A Raisin in the Sun by Langston Hughes, explores the theme of dreams. Each character has a dream of their own and in some way, each of their dreams conflicts with someone else’s dream.


It depicts a family’s struggle for survival. The Younger family who lives in Southside, Chicago, fights for their civil rights during the 1960’s. They each have dreams and goals. Hughes illustrates, in “Harlem” that sometimes dreams dry up like raisins in the sun.


The climax of Raisin occurs with Bobo’s telling Walter that the money is gone and includes the family’s immediate response to this tragic news. The falling action occurs as Walter is contemplating selling his pride for Lindner’s money and then deciding not to do so.

Famous Quotes:

“MAMA Well, little boys’ hides ain’t as tough as Southside roaches. You better get over there behind the bureau. I seen one marching out of there like Napoleon yesterday.”

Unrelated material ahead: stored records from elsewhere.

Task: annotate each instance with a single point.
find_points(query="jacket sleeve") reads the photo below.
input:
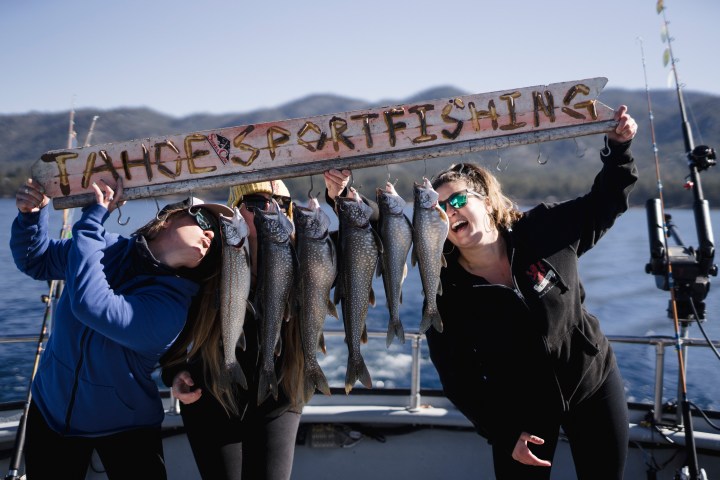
(34, 253)
(147, 320)
(581, 222)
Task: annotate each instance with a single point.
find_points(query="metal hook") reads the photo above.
(120, 216)
(578, 153)
(540, 156)
(310, 197)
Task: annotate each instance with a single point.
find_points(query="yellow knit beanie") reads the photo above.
(274, 187)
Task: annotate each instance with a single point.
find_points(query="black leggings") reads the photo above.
(136, 454)
(255, 448)
(597, 430)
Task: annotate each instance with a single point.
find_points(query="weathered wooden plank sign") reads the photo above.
(305, 146)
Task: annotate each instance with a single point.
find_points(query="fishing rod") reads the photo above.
(681, 270)
(55, 289)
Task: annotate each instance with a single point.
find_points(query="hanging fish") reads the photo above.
(360, 248)
(277, 266)
(430, 229)
(317, 264)
(396, 233)
(234, 289)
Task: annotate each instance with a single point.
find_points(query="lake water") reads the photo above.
(619, 293)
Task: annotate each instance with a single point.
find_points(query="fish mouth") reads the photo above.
(458, 225)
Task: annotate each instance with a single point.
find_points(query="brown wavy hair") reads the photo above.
(504, 211)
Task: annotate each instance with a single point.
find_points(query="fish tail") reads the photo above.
(267, 385)
(431, 317)
(395, 329)
(357, 370)
(315, 379)
(238, 376)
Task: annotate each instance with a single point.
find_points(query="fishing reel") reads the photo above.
(690, 273)
(702, 157)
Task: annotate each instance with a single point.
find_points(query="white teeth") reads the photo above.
(458, 224)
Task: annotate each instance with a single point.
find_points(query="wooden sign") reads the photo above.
(306, 146)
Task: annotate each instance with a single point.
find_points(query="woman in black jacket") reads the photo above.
(519, 354)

“There is always something left to love. And if you ain’t learned that, you ain’t learned nothing.”

Mama: Oh—So now it’s life. Money is life. Once upon a time freedom used to be life—now it’s money. I guess the world really do change . . .
Walter: No—it was always money, Mama. We just didn’t know about it.

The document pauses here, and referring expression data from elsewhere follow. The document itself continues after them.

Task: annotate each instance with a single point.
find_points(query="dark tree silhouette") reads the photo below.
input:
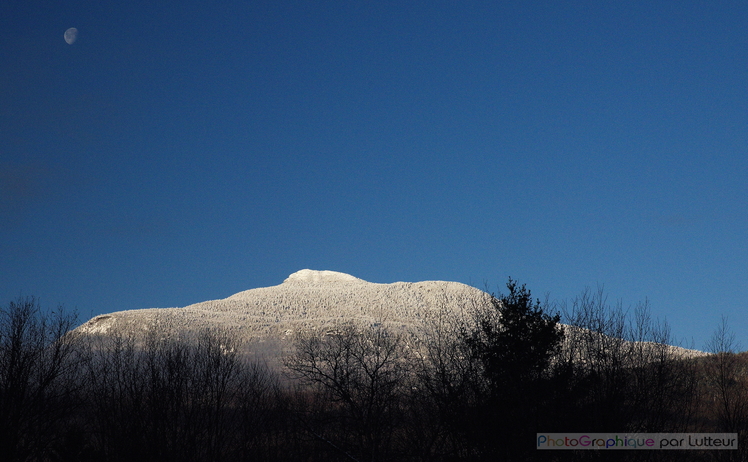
(39, 364)
(514, 342)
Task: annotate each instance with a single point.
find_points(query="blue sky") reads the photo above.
(185, 151)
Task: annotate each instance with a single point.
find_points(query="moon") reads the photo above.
(70, 35)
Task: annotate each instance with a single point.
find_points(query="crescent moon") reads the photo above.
(70, 35)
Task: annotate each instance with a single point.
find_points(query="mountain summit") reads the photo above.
(307, 299)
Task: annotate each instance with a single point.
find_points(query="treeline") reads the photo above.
(475, 385)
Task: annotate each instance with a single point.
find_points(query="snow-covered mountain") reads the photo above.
(322, 300)
(306, 299)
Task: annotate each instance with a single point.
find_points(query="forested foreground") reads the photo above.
(469, 388)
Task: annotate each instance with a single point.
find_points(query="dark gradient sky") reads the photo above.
(185, 151)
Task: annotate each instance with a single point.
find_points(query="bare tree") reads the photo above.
(39, 362)
(363, 372)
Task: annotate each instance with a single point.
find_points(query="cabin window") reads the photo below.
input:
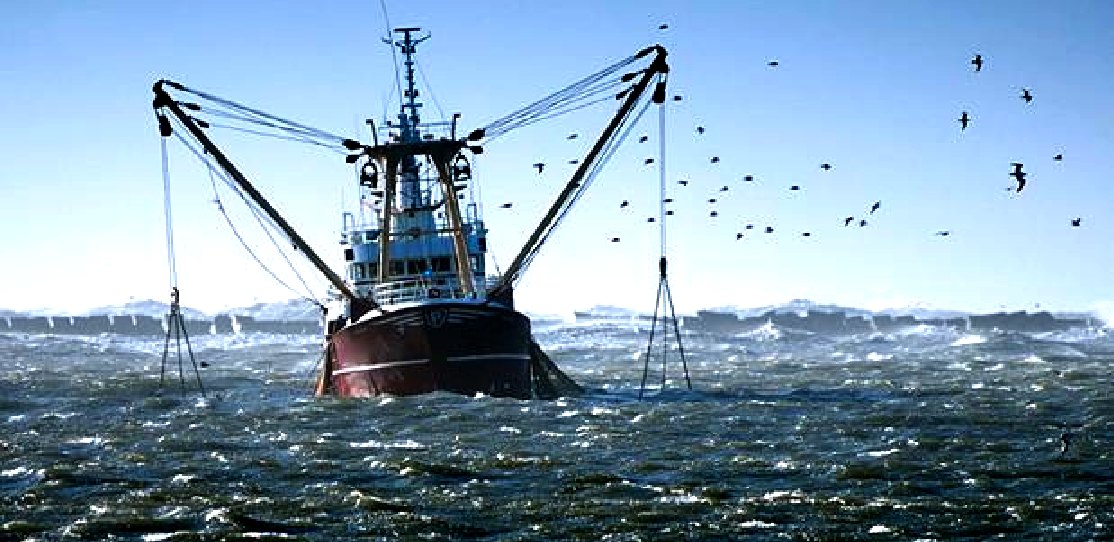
(441, 264)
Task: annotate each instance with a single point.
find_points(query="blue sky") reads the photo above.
(873, 88)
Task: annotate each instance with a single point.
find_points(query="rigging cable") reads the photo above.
(166, 212)
(259, 216)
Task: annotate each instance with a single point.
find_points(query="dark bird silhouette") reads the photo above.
(1017, 174)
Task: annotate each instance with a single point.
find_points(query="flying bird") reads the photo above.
(1017, 174)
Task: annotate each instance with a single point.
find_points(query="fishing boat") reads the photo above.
(418, 311)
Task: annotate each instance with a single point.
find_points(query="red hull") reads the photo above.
(461, 347)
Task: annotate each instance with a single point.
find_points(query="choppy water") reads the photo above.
(929, 434)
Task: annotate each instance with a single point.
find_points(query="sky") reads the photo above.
(872, 88)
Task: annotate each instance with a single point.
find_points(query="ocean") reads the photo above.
(926, 433)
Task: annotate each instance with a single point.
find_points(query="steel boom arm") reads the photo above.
(163, 100)
(657, 66)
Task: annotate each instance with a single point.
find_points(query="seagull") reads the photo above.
(1017, 174)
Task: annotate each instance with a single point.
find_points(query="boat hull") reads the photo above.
(450, 346)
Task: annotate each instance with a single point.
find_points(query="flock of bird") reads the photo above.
(965, 120)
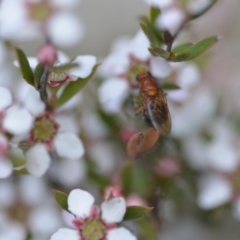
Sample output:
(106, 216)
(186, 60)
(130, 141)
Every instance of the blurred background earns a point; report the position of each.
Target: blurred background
(105, 21)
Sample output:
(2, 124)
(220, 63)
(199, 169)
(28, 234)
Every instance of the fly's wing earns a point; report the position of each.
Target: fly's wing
(158, 113)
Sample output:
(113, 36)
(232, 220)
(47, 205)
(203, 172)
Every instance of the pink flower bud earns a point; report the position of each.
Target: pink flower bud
(47, 54)
(135, 200)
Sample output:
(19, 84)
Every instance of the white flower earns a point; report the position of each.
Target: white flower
(51, 18)
(187, 77)
(214, 191)
(112, 94)
(17, 120)
(89, 220)
(67, 145)
(159, 3)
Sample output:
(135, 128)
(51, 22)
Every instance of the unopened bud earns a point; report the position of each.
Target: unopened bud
(47, 54)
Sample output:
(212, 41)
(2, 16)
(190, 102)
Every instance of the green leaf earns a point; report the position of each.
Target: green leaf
(74, 87)
(38, 74)
(198, 14)
(64, 67)
(61, 199)
(182, 47)
(196, 50)
(201, 47)
(153, 34)
(156, 51)
(134, 212)
(154, 13)
(127, 178)
(170, 86)
(25, 68)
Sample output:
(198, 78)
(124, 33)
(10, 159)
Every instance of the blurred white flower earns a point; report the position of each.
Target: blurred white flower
(187, 77)
(83, 69)
(214, 191)
(188, 119)
(112, 94)
(67, 145)
(196, 6)
(160, 3)
(30, 19)
(90, 220)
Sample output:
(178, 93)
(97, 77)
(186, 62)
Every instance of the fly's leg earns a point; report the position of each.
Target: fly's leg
(137, 105)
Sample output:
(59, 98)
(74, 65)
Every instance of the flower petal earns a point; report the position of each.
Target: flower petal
(113, 210)
(214, 192)
(120, 234)
(17, 120)
(62, 58)
(37, 160)
(171, 19)
(86, 63)
(6, 168)
(161, 4)
(139, 46)
(5, 98)
(69, 146)
(65, 3)
(33, 102)
(112, 93)
(188, 76)
(222, 156)
(33, 62)
(65, 234)
(159, 67)
(80, 203)
(73, 29)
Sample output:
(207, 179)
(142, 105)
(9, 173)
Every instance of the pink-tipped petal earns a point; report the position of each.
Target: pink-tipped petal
(65, 29)
(65, 234)
(120, 234)
(113, 210)
(37, 160)
(68, 146)
(80, 203)
(17, 120)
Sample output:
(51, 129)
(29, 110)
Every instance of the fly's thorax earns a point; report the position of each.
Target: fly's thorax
(149, 87)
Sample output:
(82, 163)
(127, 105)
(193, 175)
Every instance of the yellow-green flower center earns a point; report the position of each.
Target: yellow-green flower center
(93, 229)
(44, 129)
(57, 76)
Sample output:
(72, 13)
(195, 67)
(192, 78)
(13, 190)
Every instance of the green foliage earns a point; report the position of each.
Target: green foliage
(64, 67)
(127, 178)
(169, 86)
(182, 47)
(74, 87)
(25, 68)
(196, 50)
(134, 212)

Asagai: Then isn’t there something wrong in a house—in a world—where all dreams, good or bad, must depend on the death of a man?


Walter: [W]e have decided to move into our house because my father—my father—he earned it for us brick by brick. We don’t want to make no trouble for nobody or fight no causes, and we will try to be good neighbors. And that’s all we got to say about that. We don’t want your money.